A couple of years back a friend of mine offered to do a little photo shoot, I had just had my braces taken off and was grinning from ear to ear, I’d waited all my life to smile and not feel self conscious about my crooked teeth. When he asked me I kept delaying it because I was hoping to lose a couple more kilos but eventually hubby convinced me to do it.
So I did it and I loved it, it was a lot of fun! When I first saw the photos I initially zoomed in on my large legs, they’ve always been my most disliked body part, I never really appreciated how strong those puppies are and that I can do a hill climb on my bike faster than my husband who is over 6 foot!

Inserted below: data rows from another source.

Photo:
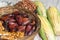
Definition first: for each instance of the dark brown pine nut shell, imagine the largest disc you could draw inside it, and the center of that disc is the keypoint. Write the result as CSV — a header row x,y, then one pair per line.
x,y
9,10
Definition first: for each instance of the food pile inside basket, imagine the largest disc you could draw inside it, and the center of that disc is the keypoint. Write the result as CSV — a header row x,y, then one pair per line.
x,y
18,21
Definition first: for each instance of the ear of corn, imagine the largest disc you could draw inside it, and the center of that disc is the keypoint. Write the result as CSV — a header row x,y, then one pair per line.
x,y
54,18
40,9
42,33
49,34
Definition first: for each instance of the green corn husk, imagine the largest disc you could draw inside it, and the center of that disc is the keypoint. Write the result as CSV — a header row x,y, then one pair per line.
x,y
47,32
44,33
54,18
40,8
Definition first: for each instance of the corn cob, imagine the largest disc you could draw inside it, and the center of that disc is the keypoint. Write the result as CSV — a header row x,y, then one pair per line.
x,y
54,18
48,31
44,33
40,8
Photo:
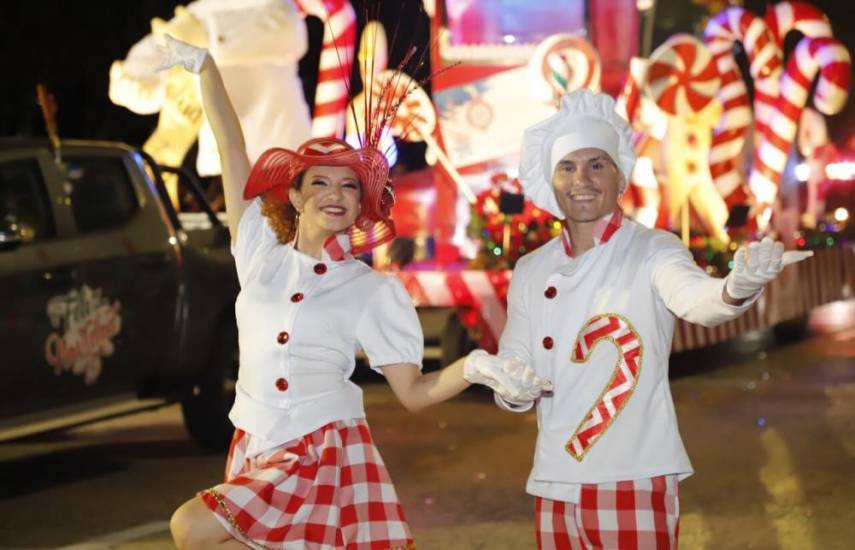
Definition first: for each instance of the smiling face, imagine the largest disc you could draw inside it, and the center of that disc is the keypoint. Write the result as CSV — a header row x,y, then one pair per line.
x,y
329,199
587,184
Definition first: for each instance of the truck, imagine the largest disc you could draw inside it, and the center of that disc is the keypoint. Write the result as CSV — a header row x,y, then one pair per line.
x,y
110,302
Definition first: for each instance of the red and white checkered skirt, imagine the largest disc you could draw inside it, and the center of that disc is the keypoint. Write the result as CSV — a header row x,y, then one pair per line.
x,y
643,514
328,489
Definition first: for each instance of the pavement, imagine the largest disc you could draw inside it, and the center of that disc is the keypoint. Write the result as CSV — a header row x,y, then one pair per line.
x,y
770,430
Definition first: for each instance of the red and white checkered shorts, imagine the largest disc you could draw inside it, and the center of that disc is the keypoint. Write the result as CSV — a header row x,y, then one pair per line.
x,y
643,514
328,489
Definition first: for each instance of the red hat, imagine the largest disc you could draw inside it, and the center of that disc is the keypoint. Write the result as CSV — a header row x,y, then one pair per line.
x,y
275,171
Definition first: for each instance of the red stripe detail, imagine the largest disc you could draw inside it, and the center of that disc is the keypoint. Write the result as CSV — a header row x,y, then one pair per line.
x,y
592,337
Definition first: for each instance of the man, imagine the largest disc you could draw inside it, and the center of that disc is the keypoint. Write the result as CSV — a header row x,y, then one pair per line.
x,y
593,311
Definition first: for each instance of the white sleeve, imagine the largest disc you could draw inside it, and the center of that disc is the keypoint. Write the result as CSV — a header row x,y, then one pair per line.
x,y
389,330
515,339
254,239
687,291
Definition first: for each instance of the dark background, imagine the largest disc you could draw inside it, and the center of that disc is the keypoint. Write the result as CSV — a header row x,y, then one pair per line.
x,y
69,46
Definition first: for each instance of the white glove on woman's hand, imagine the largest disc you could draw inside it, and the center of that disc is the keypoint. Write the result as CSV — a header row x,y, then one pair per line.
x,y
511,378
757,265
176,52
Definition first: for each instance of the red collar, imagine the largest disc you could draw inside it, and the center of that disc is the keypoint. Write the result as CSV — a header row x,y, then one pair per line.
x,y
604,229
337,247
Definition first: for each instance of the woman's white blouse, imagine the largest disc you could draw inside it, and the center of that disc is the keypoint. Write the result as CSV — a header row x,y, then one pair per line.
x,y
300,322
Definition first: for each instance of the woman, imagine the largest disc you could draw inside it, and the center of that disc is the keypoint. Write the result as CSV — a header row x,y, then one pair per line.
x,y
302,470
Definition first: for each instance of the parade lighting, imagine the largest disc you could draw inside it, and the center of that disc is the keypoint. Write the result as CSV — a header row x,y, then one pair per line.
x,y
840,170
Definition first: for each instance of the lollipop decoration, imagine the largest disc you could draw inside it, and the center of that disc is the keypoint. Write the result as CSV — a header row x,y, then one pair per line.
x,y
682,77
682,80
562,63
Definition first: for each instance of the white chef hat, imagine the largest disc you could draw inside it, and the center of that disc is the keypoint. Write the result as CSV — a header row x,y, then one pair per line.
x,y
584,119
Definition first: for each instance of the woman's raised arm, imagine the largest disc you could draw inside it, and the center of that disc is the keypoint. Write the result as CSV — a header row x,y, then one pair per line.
x,y
223,120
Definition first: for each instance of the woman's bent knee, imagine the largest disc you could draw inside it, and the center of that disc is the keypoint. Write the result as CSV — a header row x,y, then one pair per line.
x,y
193,525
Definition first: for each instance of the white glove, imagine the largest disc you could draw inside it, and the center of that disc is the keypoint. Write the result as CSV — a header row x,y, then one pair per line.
x,y
757,265
176,52
509,377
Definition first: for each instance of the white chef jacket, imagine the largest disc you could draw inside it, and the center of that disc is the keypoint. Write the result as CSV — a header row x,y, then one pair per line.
x,y
646,276
300,322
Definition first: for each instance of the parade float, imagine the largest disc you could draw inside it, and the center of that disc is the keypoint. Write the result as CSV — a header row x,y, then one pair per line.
x,y
713,157
715,147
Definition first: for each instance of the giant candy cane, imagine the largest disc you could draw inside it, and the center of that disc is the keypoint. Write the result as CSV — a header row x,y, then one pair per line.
x,y
737,25
629,100
826,56
800,16
620,386
339,43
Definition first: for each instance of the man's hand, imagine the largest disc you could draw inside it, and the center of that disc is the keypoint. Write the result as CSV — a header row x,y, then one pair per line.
x,y
509,377
758,264
176,52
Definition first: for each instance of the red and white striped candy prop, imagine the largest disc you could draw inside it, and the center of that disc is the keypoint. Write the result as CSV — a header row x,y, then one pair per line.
x,y
806,18
728,27
339,42
682,77
629,101
825,56
562,63
618,331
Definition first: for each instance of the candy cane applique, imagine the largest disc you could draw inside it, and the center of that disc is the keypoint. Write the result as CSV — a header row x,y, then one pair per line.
x,y
619,331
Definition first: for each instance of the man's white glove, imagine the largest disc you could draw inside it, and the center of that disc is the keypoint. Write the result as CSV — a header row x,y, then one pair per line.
x,y
757,265
509,377
176,52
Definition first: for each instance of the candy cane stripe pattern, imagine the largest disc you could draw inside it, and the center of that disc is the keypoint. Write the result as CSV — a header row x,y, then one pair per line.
x,y
829,58
800,16
682,77
617,392
737,25
629,100
336,60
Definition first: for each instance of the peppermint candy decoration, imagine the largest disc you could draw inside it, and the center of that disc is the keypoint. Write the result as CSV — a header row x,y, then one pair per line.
x,y
682,77
563,63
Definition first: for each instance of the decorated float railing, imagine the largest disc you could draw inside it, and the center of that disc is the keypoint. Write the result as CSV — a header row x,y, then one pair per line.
x,y
480,298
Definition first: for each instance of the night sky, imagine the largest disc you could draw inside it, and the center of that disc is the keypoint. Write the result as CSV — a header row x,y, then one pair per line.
x,y
69,46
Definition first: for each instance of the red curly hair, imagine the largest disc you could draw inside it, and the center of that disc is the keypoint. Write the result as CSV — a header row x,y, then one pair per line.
x,y
282,216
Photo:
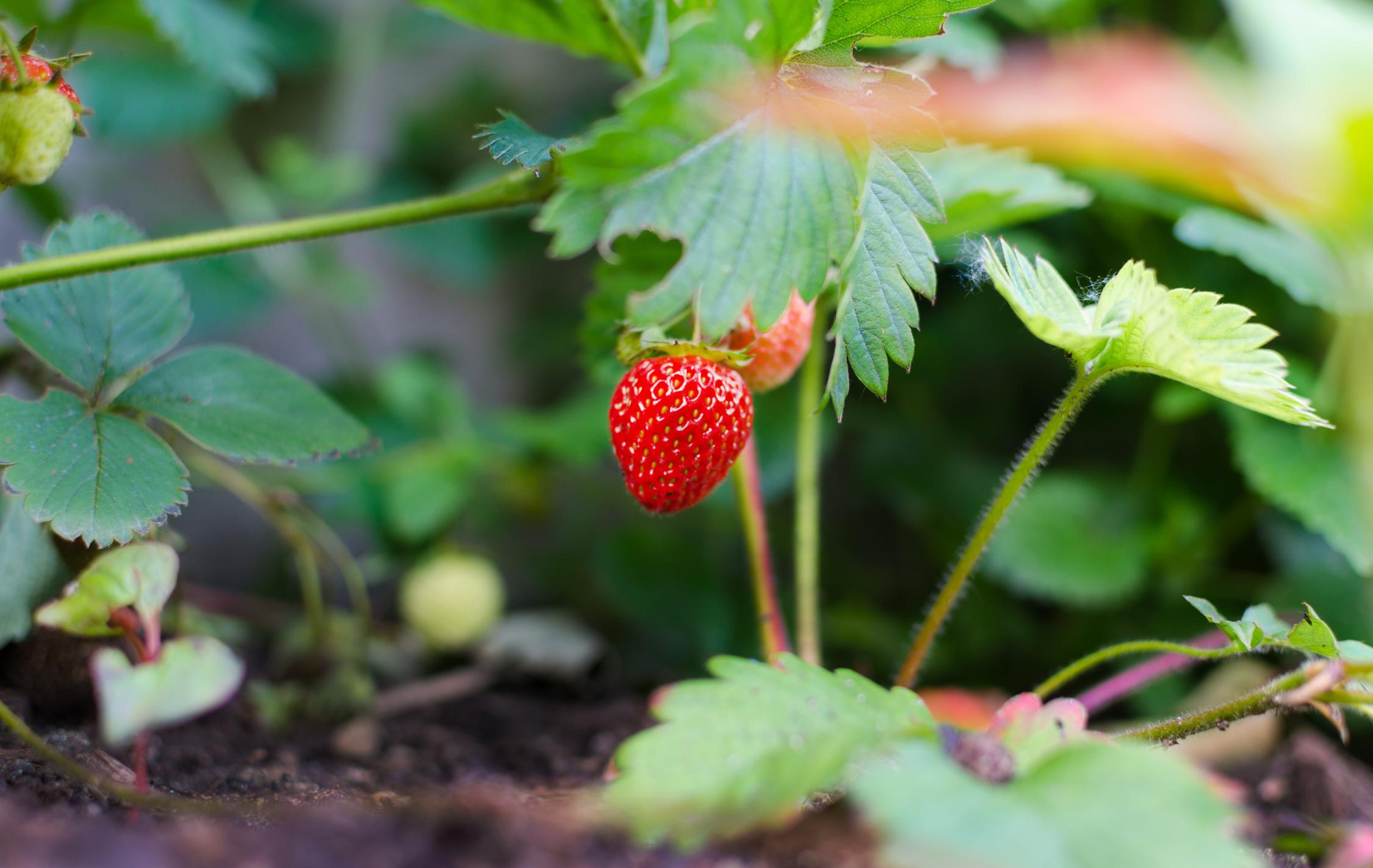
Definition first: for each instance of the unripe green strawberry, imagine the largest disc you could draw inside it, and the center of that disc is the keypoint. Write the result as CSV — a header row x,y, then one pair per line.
x,y
36,128
452,599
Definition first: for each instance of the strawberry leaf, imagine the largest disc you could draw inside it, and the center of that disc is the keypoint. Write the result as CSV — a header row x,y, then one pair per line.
x,y
29,565
749,746
513,139
139,576
94,476
246,408
101,329
1139,325
191,676
217,40
1086,800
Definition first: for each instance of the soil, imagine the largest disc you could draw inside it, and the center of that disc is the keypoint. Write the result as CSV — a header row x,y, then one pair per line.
x,y
493,779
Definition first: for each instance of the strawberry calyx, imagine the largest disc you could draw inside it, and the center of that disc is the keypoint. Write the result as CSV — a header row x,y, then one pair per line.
x,y
638,344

Once I started accepting that I’m never going to have super lean legs and that my legs are built for power and strength I started to feel empowered. I can look back on these photos now and really admire them, this is what I look like at my natural weight.

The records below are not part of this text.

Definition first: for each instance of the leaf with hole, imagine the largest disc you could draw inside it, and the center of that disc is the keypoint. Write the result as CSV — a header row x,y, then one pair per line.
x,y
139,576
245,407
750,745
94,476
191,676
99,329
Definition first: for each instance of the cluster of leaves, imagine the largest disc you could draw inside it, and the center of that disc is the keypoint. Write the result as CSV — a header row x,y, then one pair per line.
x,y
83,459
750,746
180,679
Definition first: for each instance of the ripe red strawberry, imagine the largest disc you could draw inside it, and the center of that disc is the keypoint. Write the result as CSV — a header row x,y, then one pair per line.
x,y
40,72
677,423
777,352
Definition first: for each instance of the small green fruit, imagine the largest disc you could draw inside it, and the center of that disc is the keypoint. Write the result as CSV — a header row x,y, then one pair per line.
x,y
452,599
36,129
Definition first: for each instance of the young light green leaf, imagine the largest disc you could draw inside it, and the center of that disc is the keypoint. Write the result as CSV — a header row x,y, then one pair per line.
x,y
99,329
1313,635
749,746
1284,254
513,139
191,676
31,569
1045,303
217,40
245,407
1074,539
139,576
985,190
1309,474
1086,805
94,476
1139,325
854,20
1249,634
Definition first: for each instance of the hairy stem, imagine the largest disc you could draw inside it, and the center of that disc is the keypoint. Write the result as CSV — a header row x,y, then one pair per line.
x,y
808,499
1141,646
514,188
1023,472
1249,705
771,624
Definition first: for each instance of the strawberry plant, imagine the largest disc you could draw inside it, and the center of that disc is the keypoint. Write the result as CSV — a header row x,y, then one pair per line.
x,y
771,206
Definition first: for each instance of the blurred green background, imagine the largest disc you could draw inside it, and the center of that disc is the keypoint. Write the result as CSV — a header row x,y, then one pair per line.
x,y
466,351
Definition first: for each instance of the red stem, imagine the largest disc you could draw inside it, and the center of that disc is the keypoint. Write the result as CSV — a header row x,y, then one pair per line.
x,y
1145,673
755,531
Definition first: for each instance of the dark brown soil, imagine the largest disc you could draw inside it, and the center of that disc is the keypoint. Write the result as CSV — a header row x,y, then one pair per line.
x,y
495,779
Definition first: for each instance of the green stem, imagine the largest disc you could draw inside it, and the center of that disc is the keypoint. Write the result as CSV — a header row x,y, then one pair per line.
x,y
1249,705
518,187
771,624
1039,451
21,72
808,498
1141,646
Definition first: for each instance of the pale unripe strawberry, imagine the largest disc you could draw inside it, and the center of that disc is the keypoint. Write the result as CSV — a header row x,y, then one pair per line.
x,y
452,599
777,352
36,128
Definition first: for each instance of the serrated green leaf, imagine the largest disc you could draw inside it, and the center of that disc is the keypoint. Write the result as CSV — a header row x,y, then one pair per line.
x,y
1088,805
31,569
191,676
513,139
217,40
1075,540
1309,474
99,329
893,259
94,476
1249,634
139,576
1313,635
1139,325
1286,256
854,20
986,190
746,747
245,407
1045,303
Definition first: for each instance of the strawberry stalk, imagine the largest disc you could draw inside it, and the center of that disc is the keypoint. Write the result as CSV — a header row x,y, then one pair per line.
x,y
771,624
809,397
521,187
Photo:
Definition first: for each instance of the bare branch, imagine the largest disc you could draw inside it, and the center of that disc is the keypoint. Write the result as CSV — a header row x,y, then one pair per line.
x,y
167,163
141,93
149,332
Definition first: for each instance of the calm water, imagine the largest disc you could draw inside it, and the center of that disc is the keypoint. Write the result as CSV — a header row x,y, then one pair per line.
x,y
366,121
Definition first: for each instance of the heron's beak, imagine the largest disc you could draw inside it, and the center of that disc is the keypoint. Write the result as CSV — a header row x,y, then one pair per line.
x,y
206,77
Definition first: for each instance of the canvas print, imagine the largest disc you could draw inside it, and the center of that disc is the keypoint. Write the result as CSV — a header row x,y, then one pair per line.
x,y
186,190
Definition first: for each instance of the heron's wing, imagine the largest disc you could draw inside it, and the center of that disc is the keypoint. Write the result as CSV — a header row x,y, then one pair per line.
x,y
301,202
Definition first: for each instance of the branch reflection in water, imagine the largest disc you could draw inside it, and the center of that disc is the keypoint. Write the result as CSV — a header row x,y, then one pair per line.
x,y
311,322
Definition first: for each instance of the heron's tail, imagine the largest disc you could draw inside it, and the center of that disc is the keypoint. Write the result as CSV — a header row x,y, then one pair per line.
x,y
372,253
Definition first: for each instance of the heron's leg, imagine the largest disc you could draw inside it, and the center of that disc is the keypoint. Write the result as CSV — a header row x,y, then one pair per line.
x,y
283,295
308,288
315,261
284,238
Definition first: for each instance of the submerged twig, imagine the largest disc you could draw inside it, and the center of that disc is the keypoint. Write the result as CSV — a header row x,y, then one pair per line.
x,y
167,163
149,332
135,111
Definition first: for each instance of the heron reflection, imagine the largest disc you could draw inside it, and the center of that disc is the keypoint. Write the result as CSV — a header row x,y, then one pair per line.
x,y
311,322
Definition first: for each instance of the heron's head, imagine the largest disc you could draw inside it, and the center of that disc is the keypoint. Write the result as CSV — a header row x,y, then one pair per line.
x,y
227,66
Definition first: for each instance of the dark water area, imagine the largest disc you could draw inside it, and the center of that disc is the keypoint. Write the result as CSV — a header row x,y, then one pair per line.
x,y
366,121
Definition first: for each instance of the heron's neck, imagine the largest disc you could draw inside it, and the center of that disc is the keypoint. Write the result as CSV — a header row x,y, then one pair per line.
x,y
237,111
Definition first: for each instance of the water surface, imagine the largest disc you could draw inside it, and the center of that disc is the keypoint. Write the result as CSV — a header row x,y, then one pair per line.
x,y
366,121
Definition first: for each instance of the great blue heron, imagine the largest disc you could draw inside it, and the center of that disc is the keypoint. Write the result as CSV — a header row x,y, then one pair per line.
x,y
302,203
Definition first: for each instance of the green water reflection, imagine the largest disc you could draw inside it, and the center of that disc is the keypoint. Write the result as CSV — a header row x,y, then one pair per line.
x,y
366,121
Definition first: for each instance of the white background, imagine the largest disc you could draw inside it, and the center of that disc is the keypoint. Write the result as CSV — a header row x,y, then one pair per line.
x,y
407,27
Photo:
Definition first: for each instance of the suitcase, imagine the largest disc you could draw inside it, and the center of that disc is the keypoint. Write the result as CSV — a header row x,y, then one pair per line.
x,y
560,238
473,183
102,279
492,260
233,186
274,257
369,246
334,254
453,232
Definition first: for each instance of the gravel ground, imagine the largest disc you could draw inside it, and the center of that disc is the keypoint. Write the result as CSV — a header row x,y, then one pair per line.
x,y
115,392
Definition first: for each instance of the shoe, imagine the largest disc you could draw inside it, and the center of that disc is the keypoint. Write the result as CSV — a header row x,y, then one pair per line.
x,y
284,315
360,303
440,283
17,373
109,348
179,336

Throughout my weight loss journey I have had many moments of doubt, of still not feeling slim enough and only until recently am I truly feeling some level of peace with my body. I have finally discovered I don’t need anyone else to like my body but me.

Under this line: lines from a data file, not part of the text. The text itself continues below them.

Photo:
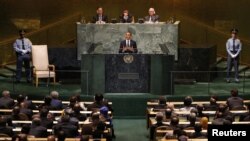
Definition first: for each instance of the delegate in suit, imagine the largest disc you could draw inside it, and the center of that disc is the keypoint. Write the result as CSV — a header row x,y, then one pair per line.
x,y
100,17
152,17
128,45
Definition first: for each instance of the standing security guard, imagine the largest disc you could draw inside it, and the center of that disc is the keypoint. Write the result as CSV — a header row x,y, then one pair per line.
x,y
22,46
233,46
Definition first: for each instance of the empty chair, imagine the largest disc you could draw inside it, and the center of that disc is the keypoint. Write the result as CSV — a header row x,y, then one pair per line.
x,y
41,66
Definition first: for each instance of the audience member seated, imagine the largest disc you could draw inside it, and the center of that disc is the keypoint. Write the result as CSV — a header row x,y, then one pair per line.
x,y
68,128
199,114
192,120
219,120
224,110
72,120
3,128
82,105
98,103
25,129
55,102
235,102
99,132
6,102
182,136
95,118
174,123
213,105
61,136
159,122
51,138
246,116
47,103
87,131
21,98
198,132
125,17
204,122
187,104
104,117
77,112
24,110
161,103
45,122
37,129
20,137
168,115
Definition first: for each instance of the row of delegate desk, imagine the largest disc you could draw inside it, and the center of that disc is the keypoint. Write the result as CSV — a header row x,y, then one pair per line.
x,y
151,113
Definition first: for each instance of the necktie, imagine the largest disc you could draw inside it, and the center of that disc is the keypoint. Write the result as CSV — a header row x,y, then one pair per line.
x,y
23,44
234,45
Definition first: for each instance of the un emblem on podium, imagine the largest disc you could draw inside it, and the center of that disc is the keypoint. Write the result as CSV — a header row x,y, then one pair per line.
x,y
128,58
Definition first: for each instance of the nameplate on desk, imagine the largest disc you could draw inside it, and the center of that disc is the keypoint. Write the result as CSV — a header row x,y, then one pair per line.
x,y
128,75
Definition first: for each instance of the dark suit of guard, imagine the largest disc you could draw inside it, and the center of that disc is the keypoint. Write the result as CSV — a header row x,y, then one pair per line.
x,y
102,18
128,44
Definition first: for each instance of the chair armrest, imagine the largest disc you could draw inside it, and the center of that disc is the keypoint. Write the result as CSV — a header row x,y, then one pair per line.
x,y
52,67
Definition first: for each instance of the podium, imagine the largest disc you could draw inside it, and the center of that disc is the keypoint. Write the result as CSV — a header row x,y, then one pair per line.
x,y
127,73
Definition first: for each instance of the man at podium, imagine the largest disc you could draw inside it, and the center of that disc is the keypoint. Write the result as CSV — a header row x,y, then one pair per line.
x,y
100,18
128,45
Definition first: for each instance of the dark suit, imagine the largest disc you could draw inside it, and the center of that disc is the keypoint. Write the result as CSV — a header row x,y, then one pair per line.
x,y
38,131
6,130
70,130
123,20
154,18
96,18
152,129
235,102
56,104
6,102
132,44
47,123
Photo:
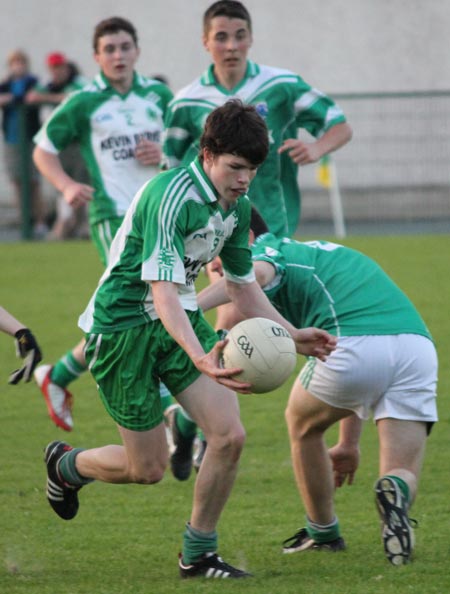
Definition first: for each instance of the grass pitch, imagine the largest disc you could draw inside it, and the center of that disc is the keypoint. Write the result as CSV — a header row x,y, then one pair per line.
x,y
125,538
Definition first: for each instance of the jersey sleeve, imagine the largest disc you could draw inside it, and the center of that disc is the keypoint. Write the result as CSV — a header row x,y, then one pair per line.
x,y
163,228
63,125
236,254
178,137
315,111
266,249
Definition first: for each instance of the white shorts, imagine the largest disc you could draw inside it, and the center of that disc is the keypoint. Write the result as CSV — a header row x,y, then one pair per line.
x,y
392,376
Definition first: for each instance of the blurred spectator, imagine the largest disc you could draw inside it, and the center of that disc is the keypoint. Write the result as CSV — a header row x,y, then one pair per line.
x,y
162,78
64,79
12,93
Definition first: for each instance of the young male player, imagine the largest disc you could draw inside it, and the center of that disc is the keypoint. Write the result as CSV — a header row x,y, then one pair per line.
x,y
282,98
287,103
118,123
143,326
385,363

I have had to consciously work with myself on this everyday. I’ve been every different size throughout my life and even when I saw ribs poking through I still zeroed in on my legs because it was never about the size I was anyway, it was about having love for myself. I had to change my internal dialogue to compassion and love.
We are our own worst critics and once we can accept our body and it’s natural shape and truly love it even if it may not be our picture perfect ideal that is when we can find peace.